Le sorelle Meloni e tutti i Fratelli giubilanti non hanno però letto la seconda parte dello studio della Cgia, lì dove è stata segnalata l’anomalia di una crescita dell’occupazione a cui non corrisponde una crescita economica. Dice il documento che il Pil, negli ultimi due anni, è stato molto contenuto e all’aumento dell’occupazione non è coinciso un incremento altrettanto importante della produttività del lavoro. Pertanto – spiega la Cgia – gli stipendi, che sono al di sotto della media europea, non crescono adeguatamente. La contraddizione è stata bellamente ignorata perché la narrazione del partito oggi al potere è chiara. I dati sul lavoro sono usati – nella parte che conviene – per dimostrare che il melonismo ha resto l’Italia la nazione più stabile d’Europa, mentre le due locomotive storiche Francia e Germania rallentano e faticano.
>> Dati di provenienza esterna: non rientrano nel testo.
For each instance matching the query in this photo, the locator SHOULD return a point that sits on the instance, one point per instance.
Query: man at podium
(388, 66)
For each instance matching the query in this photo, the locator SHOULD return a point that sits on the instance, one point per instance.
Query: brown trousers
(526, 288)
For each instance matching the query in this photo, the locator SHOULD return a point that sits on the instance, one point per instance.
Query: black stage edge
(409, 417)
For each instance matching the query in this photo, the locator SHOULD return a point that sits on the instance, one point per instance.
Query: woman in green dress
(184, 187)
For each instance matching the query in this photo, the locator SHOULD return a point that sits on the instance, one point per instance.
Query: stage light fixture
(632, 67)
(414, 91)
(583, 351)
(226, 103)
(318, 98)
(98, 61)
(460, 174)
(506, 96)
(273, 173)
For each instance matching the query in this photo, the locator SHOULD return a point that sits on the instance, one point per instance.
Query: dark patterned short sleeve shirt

È il racconto di un riscatto immaginario: la cicala che si trasforma in virtuosa formichina. Questa idea rassicura molti, Giorgia lo sa e la rilancia di continuo. Forse bisognerebbe però andare più cauti con i trionfalismi propagandistici. Dei dubbi della Cgia di Mestre abbiamo detto, qualche giorno fa ci si è messa anche l’Istat a seminare inquietudine. L’Istituto nazionale di statistica ha dimezzato dall’1 allo 0,5percento la crescita economica del 2024. Inoltre, la produzione industriale è in picchiata da ventun mesi filati, guarda caso proprio in concomitanza dei due anni di governo di centrodestra.

Alle Sorelle e ai Fratelli d’Italia è inoltre consigliabile la lettura del rapporto “Prospettive per l’economia italiana nel 2024-2025”, pubblicato dall’Istat lo scorso 5 dicembre. A pagina 7 scopriamo che il boom dell’occupazione è finito: nella seconda parte del 2024 – sostiene l’Istituto – le prospettive sull’occupazione sono progressivamente peggiorate in tutti i comparti. La tendenza è confermata anche nei dati di novembre, che indicano un peggioramento delle attese sull’occupazione per manifattura, costruzioni e commercio al dettaglio, a fronte di un lieve miglioramento per i servizi di mercato. C’è poi una frase che dovrebbe raffreddare, e di parecchio, gli entusiasmi: “Nel corso del 2025 si prevede un rallentamento del tasso di crescita dell’occupazione”. Significa che il disallineamento tra lavoro e crescita economica convergerà verso la stagnazione.

Alla luce del quadro delineato dalla lettura complessiva del rapporto Cgia, dai dati Istat e da quelli dell’Osservatorio Inps sul mercato del lavoro (che hanno certificato come l’occupazione sia cresciuta nei settori a bassa produttività e a basso salario, ossia lavoro povero), andrei più cauto con i trionfalismi. Quando lo scollamento tra la propaganda e la realtà si fa troppo evidente, è poi difficile mantenere il consenso popolare.